RXi believes Samcyprone™ holds promise in treating the following types of these warts:

  • Common warts: These usually occur on the hands, fingers, elbows and knuckles, reports the Mayo Clinic. Caused by an infection in the top layer of skin, they may also have a tiny dark or black dot of clotted blood vessels.
  • Plantar warts: Appearing as hard, thick patches on the soles of the feet, these can be painful while walking, notes the American Podiatric Medical Association. Plantar warts are often gray or brown (but the color may vary), with a center that appears as one or more pinpoints of black.

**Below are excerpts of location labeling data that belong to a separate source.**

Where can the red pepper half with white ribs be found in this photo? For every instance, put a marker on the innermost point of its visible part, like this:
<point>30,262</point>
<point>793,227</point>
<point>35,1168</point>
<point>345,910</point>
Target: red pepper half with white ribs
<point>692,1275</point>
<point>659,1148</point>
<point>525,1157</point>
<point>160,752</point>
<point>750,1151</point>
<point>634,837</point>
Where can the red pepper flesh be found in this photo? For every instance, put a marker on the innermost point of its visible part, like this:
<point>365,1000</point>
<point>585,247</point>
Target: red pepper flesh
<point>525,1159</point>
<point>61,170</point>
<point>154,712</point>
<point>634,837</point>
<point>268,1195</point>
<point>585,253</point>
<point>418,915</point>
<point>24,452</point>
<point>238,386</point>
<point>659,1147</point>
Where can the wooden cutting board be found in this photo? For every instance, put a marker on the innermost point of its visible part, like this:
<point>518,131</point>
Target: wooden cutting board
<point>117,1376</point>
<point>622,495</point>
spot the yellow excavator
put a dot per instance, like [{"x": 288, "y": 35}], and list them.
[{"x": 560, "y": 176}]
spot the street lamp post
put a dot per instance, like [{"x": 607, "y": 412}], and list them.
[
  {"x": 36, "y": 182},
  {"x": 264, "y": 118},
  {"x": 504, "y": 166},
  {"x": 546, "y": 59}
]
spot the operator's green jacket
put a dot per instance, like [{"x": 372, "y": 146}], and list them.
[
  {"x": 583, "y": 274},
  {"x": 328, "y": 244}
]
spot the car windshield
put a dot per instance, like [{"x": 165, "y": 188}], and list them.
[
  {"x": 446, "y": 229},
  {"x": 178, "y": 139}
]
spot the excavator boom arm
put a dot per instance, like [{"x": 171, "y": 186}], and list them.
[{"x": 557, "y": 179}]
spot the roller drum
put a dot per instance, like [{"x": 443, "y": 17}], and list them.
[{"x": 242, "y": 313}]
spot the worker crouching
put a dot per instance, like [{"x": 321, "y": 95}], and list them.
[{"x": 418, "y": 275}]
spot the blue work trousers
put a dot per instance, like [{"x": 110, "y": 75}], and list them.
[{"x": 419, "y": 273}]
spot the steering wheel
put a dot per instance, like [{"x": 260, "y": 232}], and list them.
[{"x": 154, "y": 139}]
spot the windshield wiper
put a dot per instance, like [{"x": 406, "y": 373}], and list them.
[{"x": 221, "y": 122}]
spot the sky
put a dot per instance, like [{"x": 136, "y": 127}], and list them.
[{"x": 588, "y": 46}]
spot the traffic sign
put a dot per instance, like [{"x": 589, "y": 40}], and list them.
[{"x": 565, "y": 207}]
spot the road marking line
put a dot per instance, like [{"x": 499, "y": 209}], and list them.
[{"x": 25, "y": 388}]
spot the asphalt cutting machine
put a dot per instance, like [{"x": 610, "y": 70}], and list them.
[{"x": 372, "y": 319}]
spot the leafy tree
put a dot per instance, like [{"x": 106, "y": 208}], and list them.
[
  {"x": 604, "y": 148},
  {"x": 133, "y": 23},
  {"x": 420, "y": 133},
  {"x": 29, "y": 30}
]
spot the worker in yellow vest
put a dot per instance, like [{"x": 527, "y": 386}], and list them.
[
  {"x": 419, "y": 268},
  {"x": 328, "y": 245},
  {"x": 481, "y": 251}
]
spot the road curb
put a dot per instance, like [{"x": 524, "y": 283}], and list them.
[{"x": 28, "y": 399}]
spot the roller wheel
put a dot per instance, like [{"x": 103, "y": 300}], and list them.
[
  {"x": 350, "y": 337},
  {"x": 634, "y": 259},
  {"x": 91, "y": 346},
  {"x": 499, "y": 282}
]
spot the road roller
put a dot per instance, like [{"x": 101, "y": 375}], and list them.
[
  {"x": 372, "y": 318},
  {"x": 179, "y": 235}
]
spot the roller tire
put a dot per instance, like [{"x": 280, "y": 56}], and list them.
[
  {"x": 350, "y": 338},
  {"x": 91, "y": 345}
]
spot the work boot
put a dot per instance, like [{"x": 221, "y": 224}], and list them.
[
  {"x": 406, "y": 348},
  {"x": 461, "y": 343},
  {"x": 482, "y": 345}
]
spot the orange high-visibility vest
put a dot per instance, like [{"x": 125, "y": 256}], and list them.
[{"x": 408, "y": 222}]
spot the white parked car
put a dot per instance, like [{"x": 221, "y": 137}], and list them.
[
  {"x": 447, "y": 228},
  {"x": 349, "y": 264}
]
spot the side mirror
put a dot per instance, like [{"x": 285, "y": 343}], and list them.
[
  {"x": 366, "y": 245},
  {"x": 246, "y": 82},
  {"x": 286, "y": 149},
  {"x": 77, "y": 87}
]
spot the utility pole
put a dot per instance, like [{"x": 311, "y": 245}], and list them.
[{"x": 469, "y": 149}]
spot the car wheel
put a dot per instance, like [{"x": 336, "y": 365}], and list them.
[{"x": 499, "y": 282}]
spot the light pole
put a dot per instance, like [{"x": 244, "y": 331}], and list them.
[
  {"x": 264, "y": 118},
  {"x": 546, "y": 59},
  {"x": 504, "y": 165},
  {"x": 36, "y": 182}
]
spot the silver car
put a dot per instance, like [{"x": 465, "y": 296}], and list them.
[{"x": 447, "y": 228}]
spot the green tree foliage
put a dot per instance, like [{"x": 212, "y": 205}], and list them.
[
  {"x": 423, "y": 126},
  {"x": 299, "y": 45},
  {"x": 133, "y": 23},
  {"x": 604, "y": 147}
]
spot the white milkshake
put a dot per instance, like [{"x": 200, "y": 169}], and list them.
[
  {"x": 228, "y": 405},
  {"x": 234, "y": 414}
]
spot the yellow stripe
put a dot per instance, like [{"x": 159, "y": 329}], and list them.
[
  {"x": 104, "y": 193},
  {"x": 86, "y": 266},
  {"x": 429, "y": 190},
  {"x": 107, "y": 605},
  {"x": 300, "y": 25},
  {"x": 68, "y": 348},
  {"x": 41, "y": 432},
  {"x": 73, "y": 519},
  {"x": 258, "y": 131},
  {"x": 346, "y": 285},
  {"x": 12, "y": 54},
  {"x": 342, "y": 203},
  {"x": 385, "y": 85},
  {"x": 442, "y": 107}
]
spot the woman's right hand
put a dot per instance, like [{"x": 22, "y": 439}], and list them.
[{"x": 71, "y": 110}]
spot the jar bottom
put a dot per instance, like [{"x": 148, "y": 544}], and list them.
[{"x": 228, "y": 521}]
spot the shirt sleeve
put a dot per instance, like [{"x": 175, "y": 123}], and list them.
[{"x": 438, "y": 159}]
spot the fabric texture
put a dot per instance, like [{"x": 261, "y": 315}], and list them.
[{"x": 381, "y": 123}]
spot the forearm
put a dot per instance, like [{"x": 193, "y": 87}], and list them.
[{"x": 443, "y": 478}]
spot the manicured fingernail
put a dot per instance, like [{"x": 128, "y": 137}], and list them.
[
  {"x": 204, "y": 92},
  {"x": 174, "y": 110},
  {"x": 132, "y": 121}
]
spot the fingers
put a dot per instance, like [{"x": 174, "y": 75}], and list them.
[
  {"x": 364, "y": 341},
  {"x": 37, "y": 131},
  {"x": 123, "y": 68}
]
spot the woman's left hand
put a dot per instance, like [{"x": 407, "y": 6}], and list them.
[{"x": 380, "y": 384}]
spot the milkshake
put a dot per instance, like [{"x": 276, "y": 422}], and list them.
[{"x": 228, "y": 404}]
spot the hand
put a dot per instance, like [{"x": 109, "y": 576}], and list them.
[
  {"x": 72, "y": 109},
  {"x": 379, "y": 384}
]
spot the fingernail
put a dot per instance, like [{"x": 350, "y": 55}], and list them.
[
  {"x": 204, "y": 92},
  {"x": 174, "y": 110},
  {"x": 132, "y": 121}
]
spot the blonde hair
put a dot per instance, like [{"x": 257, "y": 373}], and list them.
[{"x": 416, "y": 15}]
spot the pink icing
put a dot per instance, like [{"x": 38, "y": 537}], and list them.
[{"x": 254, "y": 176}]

  • Flat warts: These are smooth and flat, and mostly appear on the face and neck, notes MerckManuals.com. They are yellow or brownish in color and can grow in significant numbers. They are more common in children and teens than in adults.

With advanced therapies for warts on the horizon, there is hope that those experiencing these often painful viral lesions will find relief in the years to come.